To carry out its mission, AAIFAA participates in employee recruitment drives, organizes brown-bag discussions with Civil and Foreign Service personnel, and meets with other employee affinity groups (EAGs). Through interactive meetings, A-100 gatherings and discussions with the Office of Civil Rights, AAIFAA also assists diplomats-in-residence, human resources professionals and Foreign Service retirees to inform prospective Civil Service and Foreign Service employees about the work of the department and the other foreign affairs agencies.

Deputy Secretary of Management and Resources Heather Higginbottom (center) opened AAIFAA’s first social event on Feb. 26. To her right, in the foreground, are AAIFAA Interim Chair Khulood Kandil, AAIFAA Interim Vice Chair Dr. Charles Kiamie III and AAIFAA Founder Jamal Al-Mussawi.
Courtesy of AAIFAA

At State, AAIFAA is working with bureaus to attract a diverse selection of bidders by demonstrating how particular sets of skills can adapt to assignments in a variety of regions, fields and specialties. For example, the Bureau of Near Eastern Affairs’ Iran and Middle East watchers—reporting officers based in Western European capitals—are among many such examples.

Focusing on both professional development and social networking, AAIFAA is also partnering with senior Arab-American and other leaders at the State Department and beyond to mentor staff seeking career advice. Distinguished ambassadors like Philip Habib, Susan Ziadeh and Ted Kattouf demonstrate Arab-American contributions to American diplomacy in areas of critical national interest. Following in their footsteps, AAIFAA seeks to harness the talent of the next generation of American diplomats.

Since its inception, AAIFAA has experienced rapid growth, thanks to its conviction that fostering and enhancing workplace diversity is not only a common goal across the department, but a necessity to make the foreign affairs community more representative of the diverse nation we represent, both at home and abroad. AAIFAA stands ready to continue paving the path toward greater diversity with its EAG partners, senior departmental leadership and anyone who supports that goal.

As a direct result of these efforts, the foreign affairs community has created more innovative and effective policymaking and advocacy strategies.

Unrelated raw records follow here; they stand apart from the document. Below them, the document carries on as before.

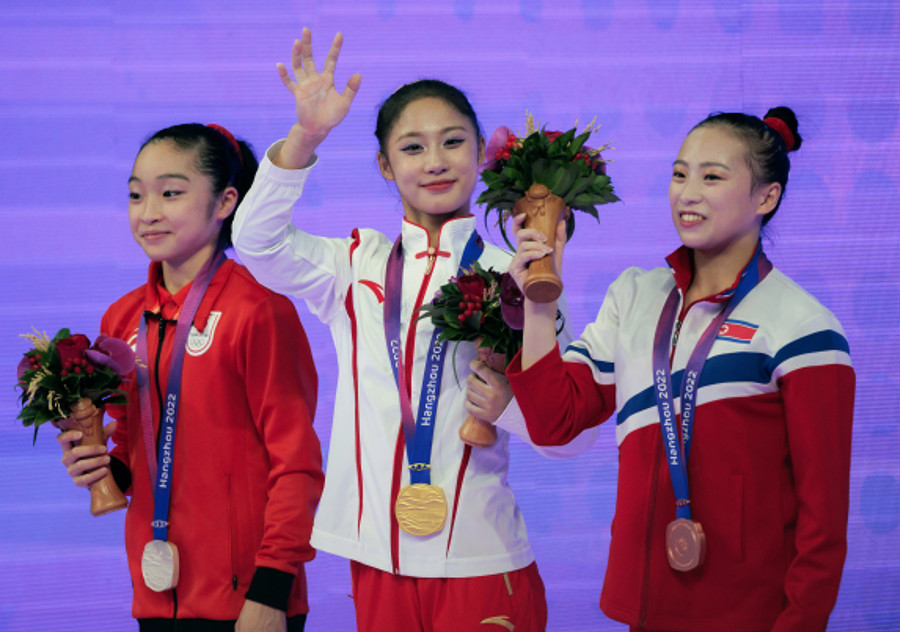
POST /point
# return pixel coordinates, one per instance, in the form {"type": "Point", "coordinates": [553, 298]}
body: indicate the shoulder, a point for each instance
{"type": "Point", "coordinates": [495, 257]}
{"type": "Point", "coordinates": [635, 280]}
{"type": "Point", "coordinates": [796, 308]}
{"type": "Point", "coordinates": [241, 286]}
{"type": "Point", "coordinates": [125, 307]}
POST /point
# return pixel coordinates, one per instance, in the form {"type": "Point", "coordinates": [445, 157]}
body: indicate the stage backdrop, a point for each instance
{"type": "Point", "coordinates": [83, 83]}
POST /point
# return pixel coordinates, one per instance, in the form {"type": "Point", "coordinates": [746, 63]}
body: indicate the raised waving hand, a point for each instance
{"type": "Point", "coordinates": [320, 107]}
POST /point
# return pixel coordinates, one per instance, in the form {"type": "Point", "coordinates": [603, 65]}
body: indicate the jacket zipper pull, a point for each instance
{"type": "Point", "coordinates": [432, 257]}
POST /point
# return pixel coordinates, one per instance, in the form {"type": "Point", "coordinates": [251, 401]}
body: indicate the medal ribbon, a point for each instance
{"type": "Point", "coordinates": [677, 452]}
{"type": "Point", "coordinates": [418, 432]}
{"type": "Point", "coordinates": [160, 466]}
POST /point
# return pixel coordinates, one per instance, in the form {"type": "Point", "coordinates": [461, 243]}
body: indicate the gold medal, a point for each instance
{"type": "Point", "coordinates": [421, 509]}
{"type": "Point", "coordinates": [685, 544]}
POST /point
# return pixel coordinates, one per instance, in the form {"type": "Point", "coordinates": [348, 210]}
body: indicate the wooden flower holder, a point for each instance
{"type": "Point", "coordinates": [543, 211]}
{"type": "Point", "coordinates": [105, 494]}
{"type": "Point", "coordinates": [474, 431]}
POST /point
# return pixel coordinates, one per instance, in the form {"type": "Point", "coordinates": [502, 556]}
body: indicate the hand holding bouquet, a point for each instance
{"type": "Point", "coordinates": [67, 381]}
{"type": "Point", "coordinates": [544, 175]}
{"type": "Point", "coordinates": [484, 307]}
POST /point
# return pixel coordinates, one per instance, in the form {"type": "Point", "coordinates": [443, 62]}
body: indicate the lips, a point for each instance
{"type": "Point", "coordinates": [689, 218]}
{"type": "Point", "coordinates": [153, 235]}
{"type": "Point", "coordinates": [438, 185]}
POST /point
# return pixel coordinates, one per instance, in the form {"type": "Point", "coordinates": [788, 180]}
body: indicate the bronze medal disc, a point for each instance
{"type": "Point", "coordinates": [685, 544]}
{"type": "Point", "coordinates": [421, 509]}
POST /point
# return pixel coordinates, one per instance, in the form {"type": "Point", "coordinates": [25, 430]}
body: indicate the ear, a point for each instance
{"type": "Point", "coordinates": [227, 203]}
{"type": "Point", "coordinates": [384, 166]}
{"type": "Point", "coordinates": [768, 196]}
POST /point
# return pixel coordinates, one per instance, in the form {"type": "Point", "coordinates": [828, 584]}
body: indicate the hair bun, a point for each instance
{"type": "Point", "coordinates": [783, 121]}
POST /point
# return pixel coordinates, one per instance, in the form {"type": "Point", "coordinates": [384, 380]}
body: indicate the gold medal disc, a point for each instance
{"type": "Point", "coordinates": [421, 509]}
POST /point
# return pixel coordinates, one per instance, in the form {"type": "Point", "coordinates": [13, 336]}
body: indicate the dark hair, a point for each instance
{"type": "Point", "coordinates": [767, 151]}
{"type": "Point", "coordinates": [217, 158]}
{"type": "Point", "coordinates": [393, 106]}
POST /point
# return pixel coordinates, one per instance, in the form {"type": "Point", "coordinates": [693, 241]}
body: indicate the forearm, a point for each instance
{"type": "Point", "coordinates": [297, 150]}
{"type": "Point", "coordinates": [539, 334]}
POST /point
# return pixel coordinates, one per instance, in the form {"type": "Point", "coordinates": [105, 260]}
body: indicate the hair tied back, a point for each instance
{"type": "Point", "coordinates": [231, 139]}
{"type": "Point", "coordinates": [782, 129]}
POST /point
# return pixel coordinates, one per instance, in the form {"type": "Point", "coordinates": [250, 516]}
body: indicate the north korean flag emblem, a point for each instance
{"type": "Point", "coordinates": [737, 331]}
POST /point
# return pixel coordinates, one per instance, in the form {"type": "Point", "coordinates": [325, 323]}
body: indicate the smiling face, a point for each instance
{"type": "Point", "coordinates": [433, 153]}
{"type": "Point", "coordinates": [715, 207]}
{"type": "Point", "coordinates": [173, 214]}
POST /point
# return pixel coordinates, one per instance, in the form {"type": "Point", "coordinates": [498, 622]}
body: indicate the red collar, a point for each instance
{"type": "Point", "coordinates": [158, 300]}
{"type": "Point", "coordinates": [682, 263]}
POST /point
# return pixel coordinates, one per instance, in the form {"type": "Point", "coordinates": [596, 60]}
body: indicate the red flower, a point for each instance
{"type": "Point", "coordinates": [112, 353]}
{"type": "Point", "coordinates": [471, 285]}
{"type": "Point", "coordinates": [72, 348]}
{"type": "Point", "coordinates": [498, 147]}
{"type": "Point", "coordinates": [552, 136]}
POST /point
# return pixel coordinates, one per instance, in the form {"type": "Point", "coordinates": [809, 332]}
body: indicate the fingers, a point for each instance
{"type": "Point", "coordinates": [109, 429]}
{"type": "Point", "coordinates": [88, 476]}
{"type": "Point", "coordinates": [86, 464]}
{"type": "Point", "coordinates": [487, 393]}
{"type": "Point", "coordinates": [69, 439]}
{"type": "Point", "coordinates": [333, 53]}
{"type": "Point", "coordinates": [352, 88]}
{"type": "Point", "coordinates": [305, 53]}
{"type": "Point", "coordinates": [85, 452]}
{"type": "Point", "coordinates": [285, 77]}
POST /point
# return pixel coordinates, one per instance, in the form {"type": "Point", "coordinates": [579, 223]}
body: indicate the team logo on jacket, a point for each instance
{"type": "Point", "coordinates": [200, 342]}
{"type": "Point", "coordinates": [737, 331]}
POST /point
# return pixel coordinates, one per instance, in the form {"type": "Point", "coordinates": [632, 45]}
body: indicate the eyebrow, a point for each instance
{"type": "Point", "coordinates": [413, 134]}
{"type": "Point", "coordinates": [704, 164]}
{"type": "Point", "coordinates": [164, 176]}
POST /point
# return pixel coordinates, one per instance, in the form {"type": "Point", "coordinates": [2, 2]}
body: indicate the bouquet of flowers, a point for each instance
{"type": "Point", "coordinates": [544, 174]}
{"type": "Point", "coordinates": [482, 306]}
{"type": "Point", "coordinates": [485, 307]}
{"type": "Point", "coordinates": [56, 373]}
{"type": "Point", "coordinates": [66, 380]}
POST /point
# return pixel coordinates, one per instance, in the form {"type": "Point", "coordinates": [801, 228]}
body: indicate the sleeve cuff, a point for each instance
{"type": "Point", "coordinates": [121, 474]}
{"type": "Point", "coordinates": [270, 587]}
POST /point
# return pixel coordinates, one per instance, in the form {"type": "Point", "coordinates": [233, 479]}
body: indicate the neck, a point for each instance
{"type": "Point", "coordinates": [716, 271]}
{"type": "Point", "coordinates": [178, 274]}
{"type": "Point", "coordinates": [433, 223]}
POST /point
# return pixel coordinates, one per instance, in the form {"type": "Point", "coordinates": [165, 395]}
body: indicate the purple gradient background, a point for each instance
{"type": "Point", "coordinates": [82, 84]}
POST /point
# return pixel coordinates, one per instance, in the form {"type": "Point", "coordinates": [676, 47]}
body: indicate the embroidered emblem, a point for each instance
{"type": "Point", "coordinates": [199, 343]}
{"type": "Point", "coordinates": [502, 620]}
{"type": "Point", "coordinates": [375, 287]}
{"type": "Point", "coordinates": [737, 331]}
{"type": "Point", "coordinates": [132, 340]}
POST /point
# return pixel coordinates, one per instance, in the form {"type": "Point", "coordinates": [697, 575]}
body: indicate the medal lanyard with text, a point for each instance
{"type": "Point", "coordinates": [677, 452]}
{"type": "Point", "coordinates": [160, 466]}
{"type": "Point", "coordinates": [417, 432]}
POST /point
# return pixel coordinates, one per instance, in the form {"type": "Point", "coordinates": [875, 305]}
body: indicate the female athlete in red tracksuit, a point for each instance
{"type": "Point", "coordinates": [246, 465]}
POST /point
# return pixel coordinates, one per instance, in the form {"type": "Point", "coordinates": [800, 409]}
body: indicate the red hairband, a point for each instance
{"type": "Point", "coordinates": [229, 137]}
{"type": "Point", "coordinates": [782, 129]}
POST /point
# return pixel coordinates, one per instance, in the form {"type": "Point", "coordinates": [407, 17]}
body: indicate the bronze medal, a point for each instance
{"type": "Point", "coordinates": [421, 509]}
{"type": "Point", "coordinates": [685, 544]}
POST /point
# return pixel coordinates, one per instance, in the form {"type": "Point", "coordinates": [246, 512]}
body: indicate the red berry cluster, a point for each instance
{"type": "Point", "coordinates": [504, 152]}
{"type": "Point", "coordinates": [470, 304]}
{"type": "Point", "coordinates": [76, 366]}
{"type": "Point", "coordinates": [35, 361]}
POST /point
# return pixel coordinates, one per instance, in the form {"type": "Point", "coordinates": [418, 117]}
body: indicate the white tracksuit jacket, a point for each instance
{"type": "Point", "coordinates": [342, 281]}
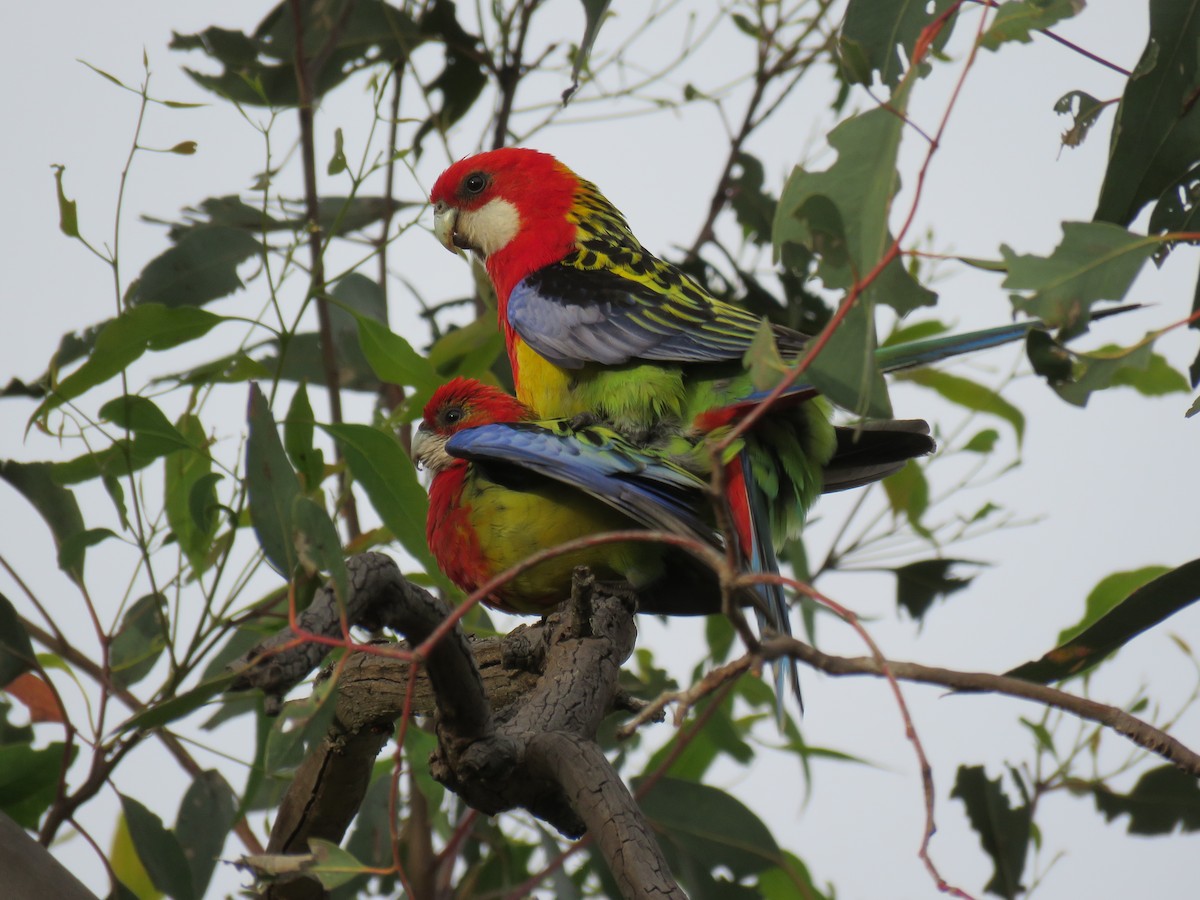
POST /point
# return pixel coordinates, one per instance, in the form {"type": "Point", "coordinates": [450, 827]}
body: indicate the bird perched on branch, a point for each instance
{"type": "Point", "coordinates": [507, 486]}
{"type": "Point", "coordinates": [598, 328]}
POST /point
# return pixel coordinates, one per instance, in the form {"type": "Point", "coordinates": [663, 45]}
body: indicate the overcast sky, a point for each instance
{"type": "Point", "coordinates": [1113, 487]}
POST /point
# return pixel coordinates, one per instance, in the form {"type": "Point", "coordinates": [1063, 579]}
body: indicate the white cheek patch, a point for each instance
{"type": "Point", "coordinates": [491, 227]}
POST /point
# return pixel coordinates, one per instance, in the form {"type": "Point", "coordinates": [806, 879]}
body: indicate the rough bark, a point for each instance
{"type": "Point", "coordinates": [516, 718]}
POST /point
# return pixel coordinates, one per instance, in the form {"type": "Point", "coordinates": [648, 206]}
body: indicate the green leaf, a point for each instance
{"type": "Point", "coordinates": [1085, 112]}
{"type": "Point", "coordinates": [69, 214]}
{"type": "Point", "coordinates": [71, 553]}
{"type": "Point", "coordinates": [271, 485]}
{"type": "Point", "coordinates": [124, 340]}
{"type": "Point", "coordinates": [791, 880]}
{"type": "Point", "coordinates": [154, 432]}
{"type": "Point", "coordinates": [393, 358]}
{"type": "Point", "coordinates": [594, 16]}
{"type": "Point", "coordinates": [179, 706]}
{"type": "Point", "coordinates": [1096, 261]}
{"type": "Point", "coordinates": [909, 493]}
{"type": "Point", "coordinates": [702, 828]}
{"type": "Point", "coordinates": [1144, 607]}
{"type": "Point", "coordinates": [317, 546]}
{"type": "Point", "coordinates": [845, 370]}
{"type": "Point", "coordinates": [1138, 367]}
{"type": "Point", "coordinates": [337, 161]}
{"type": "Point", "coordinates": [1163, 799]}
{"type": "Point", "coordinates": [54, 503]}
{"type": "Point", "coordinates": [918, 585]}
{"type": "Point", "coordinates": [205, 816]}
{"type": "Point", "coordinates": [1003, 831]}
{"type": "Point", "coordinates": [762, 359]}
{"type": "Point", "coordinates": [297, 730]}
{"type": "Point", "coordinates": [967, 394]}
{"type": "Point", "coordinates": [1157, 126]}
{"type": "Point", "coordinates": [983, 442]}
{"type": "Point", "coordinates": [29, 780]}
{"type": "Point", "coordinates": [1108, 594]}
{"type": "Point", "coordinates": [139, 641]}
{"type": "Point", "coordinates": [840, 215]}
{"type": "Point", "coordinates": [190, 497]}
{"type": "Point", "coordinates": [201, 268]}
{"type": "Point", "coordinates": [468, 351]}
{"type": "Point", "coordinates": [389, 478]}
{"type": "Point", "coordinates": [881, 35]}
{"type": "Point", "coordinates": [334, 865]}
{"type": "Point", "coordinates": [16, 649]}
{"type": "Point", "coordinates": [298, 432]}
{"type": "Point", "coordinates": [159, 850]}
{"type": "Point", "coordinates": [1018, 18]}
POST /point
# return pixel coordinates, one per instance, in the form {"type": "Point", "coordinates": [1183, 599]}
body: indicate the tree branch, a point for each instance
{"type": "Point", "coordinates": [1139, 731]}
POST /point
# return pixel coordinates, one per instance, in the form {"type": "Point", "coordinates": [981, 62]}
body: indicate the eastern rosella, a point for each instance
{"type": "Point", "coordinates": [505, 486]}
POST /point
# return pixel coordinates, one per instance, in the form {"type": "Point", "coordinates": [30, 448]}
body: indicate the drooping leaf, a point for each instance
{"type": "Point", "coordinates": [190, 497]}
{"type": "Point", "coordinates": [16, 649]}
{"type": "Point", "coordinates": [762, 359]}
{"type": "Point", "coordinates": [880, 36]}
{"type": "Point", "coordinates": [751, 204]}
{"type": "Point", "coordinates": [840, 215]}
{"type": "Point", "coordinates": [702, 828]}
{"type": "Point", "coordinates": [37, 697]}
{"type": "Point", "coordinates": [462, 79]}
{"type": "Point", "coordinates": [205, 816]}
{"type": "Point", "coordinates": [1164, 799]}
{"type": "Point", "coordinates": [379, 463]}
{"type": "Point", "coordinates": [151, 429]}
{"type": "Point", "coordinates": [179, 706]}
{"type": "Point", "coordinates": [1138, 367]}
{"type": "Point", "coordinates": [969, 395]}
{"type": "Point", "coordinates": [1144, 607]}
{"type": "Point", "coordinates": [29, 780]}
{"type": "Point", "coordinates": [159, 850]}
{"type": "Point", "coordinates": [201, 268]}
{"type": "Point", "coordinates": [132, 879]}
{"type": "Point", "coordinates": [468, 351]}
{"type": "Point", "coordinates": [918, 585]}
{"type": "Point", "coordinates": [271, 485]}
{"type": "Point", "coordinates": [1003, 829]}
{"type": "Point", "coordinates": [593, 17]}
{"type": "Point", "coordinates": [845, 370]}
{"type": "Point", "coordinates": [317, 546]}
{"type": "Point", "coordinates": [54, 503]}
{"type": "Point", "coordinates": [909, 493]}
{"type": "Point", "coordinates": [394, 359]}
{"type": "Point", "coordinates": [139, 641]}
{"type": "Point", "coordinates": [1157, 127]}
{"type": "Point", "coordinates": [298, 432]}
{"type": "Point", "coordinates": [791, 880]}
{"type": "Point", "coordinates": [259, 69]}
{"type": "Point", "coordinates": [69, 211]}
{"type": "Point", "coordinates": [1085, 111]}
{"type": "Point", "coordinates": [1017, 19]}
{"type": "Point", "coordinates": [121, 341]}
{"type": "Point", "coordinates": [1096, 261]}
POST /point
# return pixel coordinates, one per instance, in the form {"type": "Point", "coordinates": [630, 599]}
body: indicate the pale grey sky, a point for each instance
{"type": "Point", "coordinates": [1114, 486]}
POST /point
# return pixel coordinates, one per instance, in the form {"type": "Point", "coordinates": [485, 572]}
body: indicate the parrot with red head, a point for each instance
{"type": "Point", "coordinates": [598, 328]}
{"type": "Point", "coordinates": [507, 486]}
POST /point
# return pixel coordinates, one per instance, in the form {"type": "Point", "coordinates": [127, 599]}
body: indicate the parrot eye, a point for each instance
{"type": "Point", "coordinates": [475, 183]}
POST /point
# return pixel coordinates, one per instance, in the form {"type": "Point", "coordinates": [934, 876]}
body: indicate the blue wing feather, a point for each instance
{"type": "Point", "coordinates": [653, 492]}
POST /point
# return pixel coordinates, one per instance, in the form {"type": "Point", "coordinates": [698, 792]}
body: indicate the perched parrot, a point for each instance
{"type": "Point", "coordinates": [507, 486]}
{"type": "Point", "coordinates": [599, 329]}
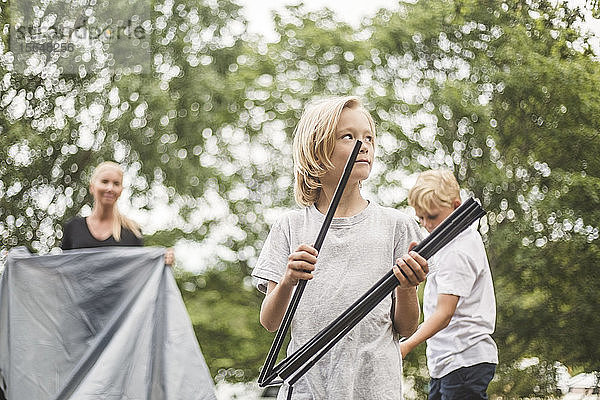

AAIFAA’s work is essential to realize the diversity-enhancement goals of the department, the federal government and our increasingly multicultural nation.

Jamal Al-Mussawi was born in Basrah, Iraq, and grew up in Egypt and California. He joined the Foreign Service as a political-coned officer in 2005, following three years as a contractor in the Foreign Service Institute’s political training division. He has served in Bishkek, Bridgetown and Bratislava, and is now studying Arabic at FSI in preparation for his assignment as the political/economic section chief in Muscat in July. He is the founder of Arab-Americans in Foreign Affairs Agencies.